Life on the land is ever evolving for the de Purys.
David de Pury (BAgr(Hons) 1986) carried the weight of dynasty lightly. He knew that his father Dr Guilluame de Pury (BAgrSc 1956, PhD 1966), a third-generation winegrower at Yeringberg in the Yarra Valley, wanted him to join the family business but never exerted pressure. Instead, his father let life take its natural course and when David finally did decide to join the firm, it felt like a homecoming.
“Our family has been here for 156 years, so there is that story of continuity,” David de Pury explains.
“I think every father looks to pass it on to the next generation … I spent ten years in research but had always felt I wasn’t complete. There was a sense that something was missing.”
Those years in research served him well on his return home two decades ago. In addition to his Bachelor of Agriculture (Honours) from the University of Melbourne, he was armed with a PhD that modelled the scaling up of photosynthesis and water use from leaves to paddocks. He had also completed a post-doctorate in climate change research in Belgium.
His academic work ignited a passion to put his knowledge into practice and over the past two decades he has transformed the landscape of Yeringberg by replanting 100,000 trees, creating stockyards, building laneways and setting aside 70 hectares as conservation areas and native vegetation plantations.
Since its beginnings in 1863, the 670-hectare property has always supported mixed farming along with vineyards. But David has invested strongly in prime beef and the property’s award-winning lamb that he is selling to restaurants as well as to customers on Yeringberg’s wine mailing list.
The work has not been without its challenges, he says.
“In research, you can always do an experiment again, but in real life on a farm, the seasons progress – winter to spring to summer, and every year and every week is different.
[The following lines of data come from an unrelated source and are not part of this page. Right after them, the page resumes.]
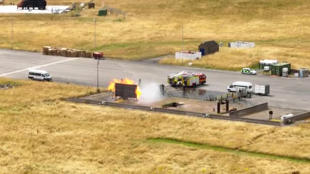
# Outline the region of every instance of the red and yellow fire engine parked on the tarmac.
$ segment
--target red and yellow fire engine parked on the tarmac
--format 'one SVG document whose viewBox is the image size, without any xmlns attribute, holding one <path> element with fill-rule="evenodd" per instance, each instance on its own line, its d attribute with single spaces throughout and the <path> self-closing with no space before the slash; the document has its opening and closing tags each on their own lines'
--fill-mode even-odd
<svg viewBox="0 0 310 174">
<path fill-rule="evenodd" d="M 176 85 L 196 86 L 199 84 L 204 84 L 205 81 L 206 81 L 205 74 L 190 73 L 187 71 L 170 74 L 168 75 L 168 79 L 167 79 L 168 84 L 172 86 L 176 86 Z"/>
</svg>

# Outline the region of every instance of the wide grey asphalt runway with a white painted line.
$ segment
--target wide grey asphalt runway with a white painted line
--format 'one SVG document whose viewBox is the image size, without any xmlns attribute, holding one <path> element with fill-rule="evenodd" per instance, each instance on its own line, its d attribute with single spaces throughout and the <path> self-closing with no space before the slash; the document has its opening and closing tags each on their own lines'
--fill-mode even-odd
<svg viewBox="0 0 310 174">
<path fill-rule="evenodd" d="M 57 82 L 70 82 L 83 85 L 97 85 L 97 61 L 87 58 L 74 58 L 42 55 L 40 53 L 0 49 L 0 77 L 28 79 L 28 69 L 46 70 Z M 206 70 L 190 67 L 158 65 L 157 60 L 117 61 L 102 60 L 98 65 L 99 86 L 107 86 L 113 78 L 130 78 L 141 83 L 166 84 L 167 75 L 180 71 L 206 74 L 206 85 L 199 88 L 207 91 L 227 92 L 227 86 L 235 81 L 248 81 L 252 84 L 270 84 L 269 96 L 254 96 L 249 104 L 268 102 L 269 106 L 289 109 L 310 110 L 310 79 L 282 78 L 263 75 L 244 75 L 239 72 Z"/>
</svg>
It's a very dynamic system and one that challenges me in ways that I didn't expect."
It’s a very dynamic system and one that challenges me in ways that I didn’t expect.
The past ten years in the grape and wine industry, for example, have been volatile. To generate more income, he had planted up to 25 hectares and then the industry, to mix a metaphor, went pear-shaped. Having dropped back to 12 hectares of grapes, he is now about to replant up to 20.
While David grows the grapes, it is his sister Sandra de Pury (MBA 1993), a University of Melbourne alumna, who does the wine-making and marketing. Working in close quarters with a sibling can sometimes be challenging but he says it helps enormously that they share a common goal.
New generations of de Pury have also joined the throng on Yeringberg. David has three sons while Sandra has two. Their parents Guillaume and Katherine de Pury (BAgrSc 1956), who are University alumni as well, have retired on the property.
David loved his days at the University in the 1980s, especially for the strong connections he forged with his cohort.
“In those days, you got to know everyone,” he says. “And that made such a difference.”
His association with the University endures. David regularly takes advice from the Mackinnon Project, based at the Faculty of Veterinary and Agricultural Sciences’ Werribee campus, which is a recognised global leader in sheep and beef consultancy. Also, a number of the University’s MBA students from India have spent time at Yeringberg to learn about Australian agriculture.
While David delights in the challenges and variety of the work, he concedes it can be tiring. “There is a great deal of risk and uncertainty with this sort of work. But experience teaches you how to deal with it and to recognise the trigger points that can potentially lead you into difficulties.
“That experience, as well as having a sound understanding of the science behind it, helps enormously.”